It was a speech thin on condolences but heavily laced with accusation and warning.
"The problem in South Africa is that everybody wants to run the country," President Jacob Zuma told a memorial service for the 13 soldiers killed in the Central African Republic (CAR) last week.
"There must also be an appreciation that military matters and decisions are not matters that are discussed in public, other than to share broader policy."
- Read the full speech here
Those who demand that military strategy be discussed in public, Zuma said, "should be careful not to endanger both the national interest and the security of the republic while pursuing party political goals".
Zuma said: "The tears of grief from the families are both inevitable and deserved, because of the calibre of men we have lost. To the families, your pain is shared by thousands of South Africans in many corners of the country and the continent.
"When future generations ask what kind of men and women these were, who gave so much of their lives to the service of the people of South Africa and the continent, we will be able to boldly say how special they were, to put their own lives at risk for such a noble mission of building peace in the continent."
A dozen metres away, Democratic Alliance (DA) leader Helen Zille sat stone-faced. The DA on Monday said it would call on Parliament to demand that Zuma withdraw remaining troops from the CAR.
But Zuma also appeared to be referring to the likes of the South African National Defence Union (Sandu), which was vocal in its criticism and demands for information.
Zuma echoed the sentiments expressed by the ANC on Monday, saying there were those who sought to dishonour the dead "peddling various unfounded allegations and conspiracy theories".
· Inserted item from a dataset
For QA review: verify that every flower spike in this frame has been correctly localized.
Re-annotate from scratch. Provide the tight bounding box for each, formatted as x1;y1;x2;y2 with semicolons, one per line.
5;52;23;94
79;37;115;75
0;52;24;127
"We will not be side-tracked by those who are on a perpetual campaign against this democratic government," Zuma said. "Let me emphasise that we reject any insinuation that these soldiers were sent to the CAR for any reason other than in pursuit of the national interest and the interests of the African continent."
The 13 soldiers, he said, died in pursuit of South Africa's national interest and in pursuit of peace on the African continent.
Zuma said future military action in the CAR region would depend on decisions yet to be taken with the African Union and a regional economic body. That continues to leave unanswered questions on the disposition of South African troops, with conflicting reports that most have been withdrawn to Pretoria, or just south of Bangui to the Democratic Republic or Congo, or that a small contingent still remained in the CAR.
The military has referred such questions to the presidency, and the presidency has referred questions back to the military. Both had promised a press conference on Tuesday, but that did not come to pass.
Nor did Defence Minister Nosiviwe Mapisa-Nqakula shed any light on Tuesday. Speaking at the memorial service she merely asked for Zuma to share his comfort and wisdom.
The only detail of the deaths of the 13 soldiers to be shared with families at the event, which the military described as a church service, came from the commander of Combat Team Charlie. His group was caught at a forward position overrun by rebels, he said, and tried to make its way back to the nearby base when it was ambushed. In the dark soldiers first sought refuge in bushes and tall grass, then fought their way back to base.